Crucially, this came after the Sunni insurgency suffered heavy losses during its 2006 conflict with Iraq’s Shia community and at the hands of US forces. It was forced into retreat after realising the new Iraq and its political process was here to stay. Just as the Sunni insurgency was (of which Isis is a re-branded version), Isis can also be contained, forced to disintegrate and then, eventually, eliminated. Its resilience requires a sustained military campaign, as opposed to a half-hearted military effort.
That said, the military campaign is one part of the solution but an important one as it makes clear the new Iraq and its political order is here to stay. The other part requires, firstly, sustaining ongoing efforts toward reconciliation, the reconstitution of the Iraqi army and integrating Iraq’s Shia paramilitary groups into the armed forces. Iraqi Prime Minister, Haider Al-Abadi, must stay true to his word and punish those Shia actors responsible for sectarian massacres.

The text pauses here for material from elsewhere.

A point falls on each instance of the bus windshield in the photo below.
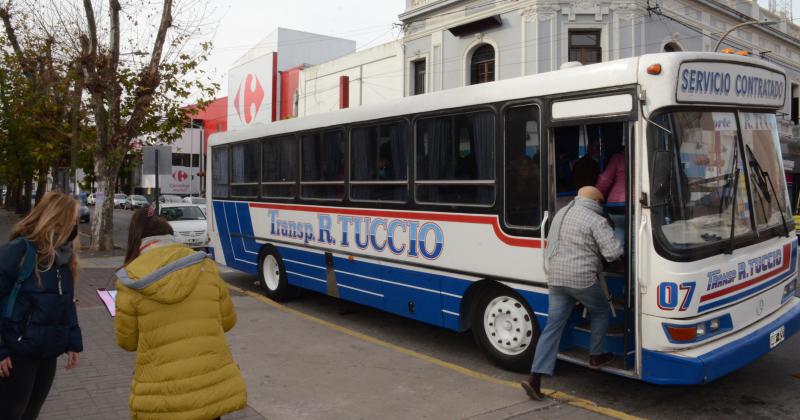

Secondly, Iraq’s Sunni actors, who have fought and continue to fight Isis, must be empowered. They exist but lack the resources and support to challenge Isis. Providing them with these could work against the Iraqi government in the future, as indeed may the creation of autonomous Sunni regions, but that might be a risk worth taking, as something must give way in order to save and sustain Iraq.